Ms Winnie Byanyima, the Executive Director, Oxfam International, a non-profit organisation, decried the level of poverty recorded on the continent, in spite of all its economic development.
She asked, “How can it be that only a few are rich despite the economic development in the continent?” “More than 80 percent of its population is still leaving on less than one dollar a day, which is disheartening.”

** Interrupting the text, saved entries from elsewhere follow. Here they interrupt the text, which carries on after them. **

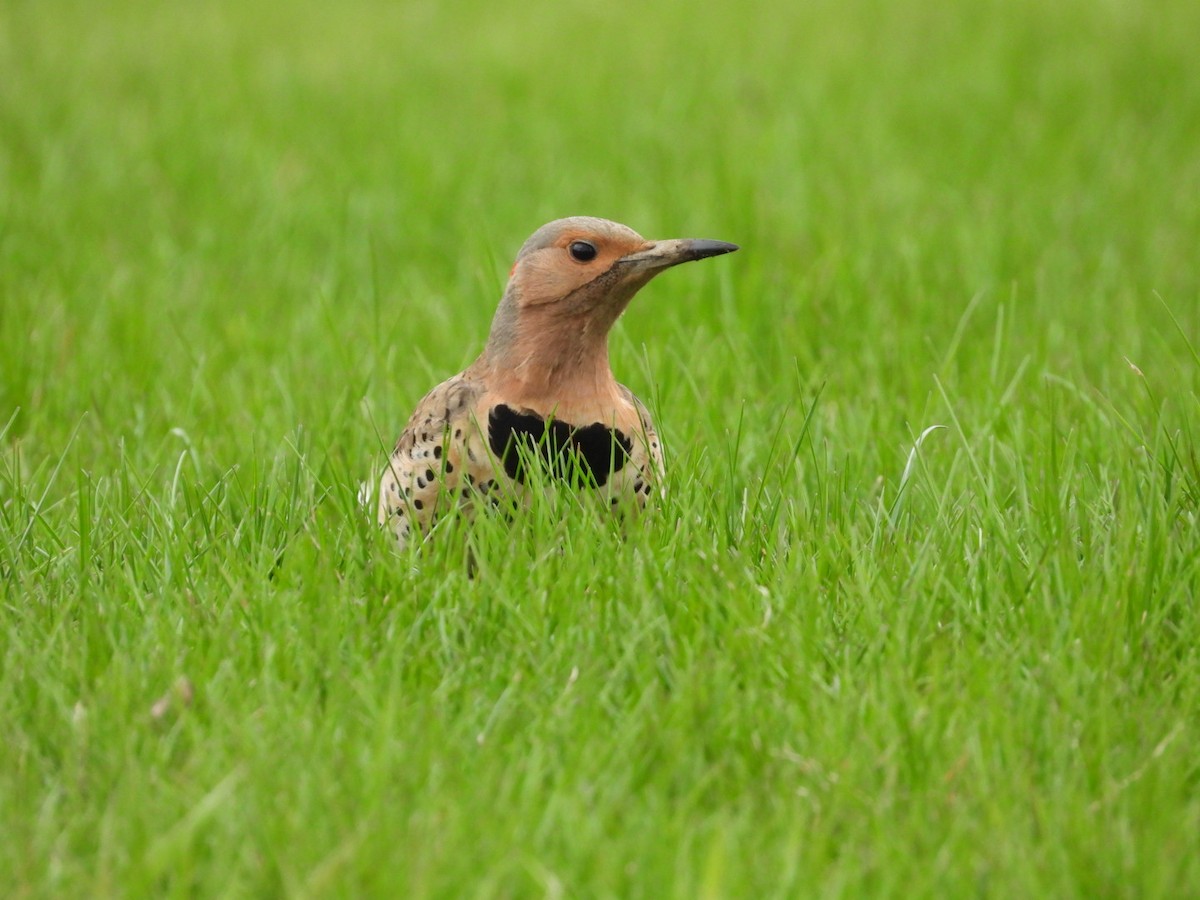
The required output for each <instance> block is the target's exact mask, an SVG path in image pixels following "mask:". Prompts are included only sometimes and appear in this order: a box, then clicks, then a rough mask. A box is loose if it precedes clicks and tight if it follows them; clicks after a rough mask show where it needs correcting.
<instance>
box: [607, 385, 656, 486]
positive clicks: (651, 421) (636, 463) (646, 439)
mask: <svg viewBox="0 0 1200 900" xmlns="http://www.w3.org/2000/svg"><path fill="white" fill-rule="evenodd" d="M617 386H618V388H619V389H620V392H622V395H623V396H624V397H625V400H628V401H629V402H630V403H632V404H634V409H636V410H637V419H638V422H640V425H641V433H638V434H634V436H632V439H634V449H632V450H631V451H630V454H629V458H630V462H632V463H634V466H635V467H636V468H637V469H638V472H640V473H641V476H642V479H644V480H646V481H647V482H660V484H661V481H662V478H664V476H665V474H666V472H665V467H664V462H662V442H661V440H660V439H659V432H658V431H656V430H655V428H654V421H653V420H652V419H650V410H648V409H647V408H646V404H644V403H642V401H640V400H638V398H637V395H635V394H634V391H631V390H630V389H629V388H626V386H625V385H624V384H618V385H617Z"/></svg>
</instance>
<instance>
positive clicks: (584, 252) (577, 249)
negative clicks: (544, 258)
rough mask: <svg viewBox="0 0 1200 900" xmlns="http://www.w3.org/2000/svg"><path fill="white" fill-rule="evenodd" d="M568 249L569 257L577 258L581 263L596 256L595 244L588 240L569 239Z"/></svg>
mask: <svg viewBox="0 0 1200 900" xmlns="http://www.w3.org/2000/svg"><path fill="white" fill-rule="evenodd" d="M570 251H571V259H577V260H580V262H581V263H590V262H592V260H593V259H595V258H596V245H595V244H589V242H588V241H571V246H570Z"/></svg>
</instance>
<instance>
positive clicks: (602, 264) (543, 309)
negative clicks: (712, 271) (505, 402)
mask: <svg viewBox="0 0 1200 900" xmlns="http://www.w3.org/2000/svg"><path fill="white" fill-rule="evenodd" d="M737 248H738V247H737V245H736V244H726V242H725V241H712V240H691V239H684V240H660V241H652V240H646V239H644V238H642V235H640V234H638V233H637V232H635V230H634V229H631V228H626V227H625V226H623V224H618V223H617V222H610V221H607V220H604V218H592V217H588V216H574V217H571V218H559V220H556V221H554V222H551V223H548V224H545V226H542V227H541V228H539V229H538V230H536V232H534V233H533V235H530V238H529V240H527V241H526V242H524V245H523V246H522V247H521V251H520V252H518V253H517V258H516V262H515V263H514V264H512V271H511V272H510V274H509V283H508V287H506V288H505V290H504V298H503V299H502V300H500V305H499V307H498V308H497V311H496V318H494V319H493V320H492V331H491V335H490V336H488V341H487V355H488V358H491V359H492V360H493V361H494V362H498V364H502V365H503V364H508V365H521V364H524V362H527V361H534V362H536V361H538V358H544V359H542V360H540V361H541V362H544V364H545V365H551V366H553V365H556V362H557V361H558V360H563V362H565V364H569V361H570V360H571V359H577V358H583V356H586V355H587V354H588V353H596V352H599V353H601V354H604V361H605V365H607V353H606V346H607V344H606V338H607V335H608V330H610V329H611V328H612V325H613V323H614V322H616V320H617V318H618V317H619V316H620V314H622V313H623V312H624V311H625V307H626V306H629V301H630V300H632V299H634V294H636V293H637V292H638V289H640V288H642V287H643V286H644V284H646V283H647V282H648V281H649V280H650V278H653V277H654V276H655V275H658V274H659V272H660V271H662V270H664V269H670V268H671V266H673V265H678V264H679V263H688V262H691V260H694V259H704V258H706V257H714V256H720V254H721V253H732V252H733V251H734V250H737ZM530 358H533V360H530Z"/></svg>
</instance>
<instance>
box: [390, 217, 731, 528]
mask: <svg viewBox="0 0 1200 900" xmlns="http://www.w3.org/2000/svg"><path fill="white" fill-rule="evenodd" d="M737 248H738V247H737V245H734V244H726V242H725V241H712V240H662V241H649V240H646V239H644V238H642V236H641V235H638V234H637V233H636V232H634V230H632V229H630V228H626V227H625V226H623V224H618V223H616V222H608V221H606V220H602V218H590V217H586V216H576V217H572V218H560V220H557V221H554V222H551V223H548V224H545V226H542V227H541V228H539V229H538V230H536V232H534V233H533V235H532V236H530V238H529V240H527V241H526V242H524V245H523V246H522V247H521V251H520V252H518V253H517V258H516V262H515V263H514V264H512V270H511V272H510V274H509V282H508V286H506V287H505V290H504V296H503V298H502V299H500V305H499V307H498V308H497V311H496V317H494V318H493V319H492V330H491V334H490V335H488V337H487V343H486V346H485V348H484V352H482V353H481V354H480V356H479V359H476V360H475V361H474V362H473V364H472V365H470V366H469V367H468V368H467V370H466V371H463V372H461V373H460V374H456V376H455V377H454V378H450V379H449V380H446V382H443V383H442V384H439V385H438V386H437V388H434V389H433V390H432V391H430V392H428V394H427V395H426V396H425V397H424V398H422V400H421V402H420V403H418V406H416V410H415V412H414V413H413V416H412V419H409V421H408V425H407V426H406V427H404V431H403V432H402V433H401V436H400V440H398V442H397V443H396V449H395V450H394V451H392V454H391V458H390V460H389V462H388V468H386V469H384V473H383V478H382V479H380V482H379V497H378V500H379V506H378V510H379V512H378V515H379V522H380V523H382V524H386V526H390V527H391V529H392V530H394V532H395V534H396V538H397V540H398V541H400V544H401V545H403V544H406V542H407V541H408V539H409V536H410V535H412V533H413V532H414V529H415V530H418V532H420V533H424V532H426V530H427V529H428V527H430V526H431V524H432V523H433V522H434V521H436V520H437V517H438V516H439V515H442V514H444V512H446V511H449V510H451V509H469V508H470V506H473V505H474V504H479V503H481V502H491V503H493V504H494V503H499V502H500V500H502V498H510V499H512V500H515V502H516V503H521V502H527V500H528V492H529V490H530V486H529V482H533V484H539V485H551V484H554V482H569V484H572V485H574V486H577V487H580V488H582V490H592V491H596V492H599V493H600V494H601V496H602V498H604V500H605V503H607V504H611V505H612V506H622V508H625V506H631V508H634V509H641V508H642V506H644V504H646V499H647V497H648V496H649V494H650V491H652V486H653V485H654V484H655V482H656V481H659V480H660V479H661V474H662V445H661V443H660V440H659V437H658V433H656V432H655V430H654V425H653V422H652V421H650V416H649V413H648V412H647V409H646V407H644V406H643V404H642V402H641V401H640V400H638V398H637V397H635V396H634V394H632V391H630V390H629V389H628V388H625V386H624V385H622V384H618V383H617V380H616V379H614V378H613V374H612V370H611V368H610V366H608V330H610V329H611V328H612V325H613V323H614V322H616V320H617V318H618V317H619V316H620V314H622V313H623V312H624V311H625V307H626V306H628V305H629V301H630V300H632V298H634V295H635V294H636V293H637V292H638V289H640V288H642V287H643V286H644V284H646V283H647V282H648V281H649V280H650V278H653V277H654V276H655V275H658V274H659V272H660V271H662V270H664V269H668V268H670V266H673V265H677V264H679V263H686V262H690V260H692V259H704V258H706V257H713V256H719V254H721V253H732V252H733V251H734V250H737ZM535 466H536V467H539V468H541V470H542V472H541V473H540V474H538V475H532V473H530V472H529V469H530V467H535Z"/></svg>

“I believe that when Africa’s growth translate to health and free social services for the poor, inclusive growth will be achieved,” she said.
Guinea’s Minister of State for Mines and Geology, Mr Kerfalla Yansane, said Africa needed to take proper account of its natural resources. He said, “Proper records on the mining of natural resources are not kept.”
“There is also no knowledge of how most private companies are run, which has resulted in most of them having offshore accounts to cheat government of tax,” Yansane said.
The Chief Executive Officer, The Mara Group, Africa, Mr Ashish Thakkar, talking on behalf of the private sectors, said responsible investors were needed on the continent. Strikingly Thakkar says, “There is need for companies to stop influencing contracts and promoting corruption in Africa. They can do the right thing and do well,”
The Executive Director, Tax Justice Network, Africa, Mr Alvin Mosioma, said that the civil societies could only raise awareness on societal ills but that the political leaders on the continent held the key to its solution.
Scarier, Mr Abdalla Hamdok, the Deputy Executive Secretary, UN Economic Commission for Africa said that the $50 billion dollars alleged to be missing yearly from the continent was a conservative figure.
Hamdok said, “The real amount missing was enough to increase Africa’s Gross Domestic Product by 16 per cent, increase its savings and address all its infrastructure problems.”
Despite Africa’s economic growth pegged 5% annually over the past decade and outpacing most other regions, Mr. Mbeki’s group said, “It won’t be enough to guarantee a better life for those hundreds of millions of poor Africans.”
“The benefits of this growth have mostly been confined to those at the top of the income distribution and it has not been accompanied by an increase in jobs,” wrote the group, officially called the High Level Panel on Illicit Financial Flows from Africa.
A young population with boundless potential, Johan Rupert himself iterated a few days ago that in particular, South Africa is in for a disastrous future if the business and political climate around corruption is not mended.
The “feeders” of South Africa are under threat and corruption in South Africa is at its highest indicating a moral decay at many levels in the country.
If the warnings we at ventures Africa, through this piece do not sound the warning to the voting youth and active business community, it will be too late to leave this rich inheritance for the coming generation.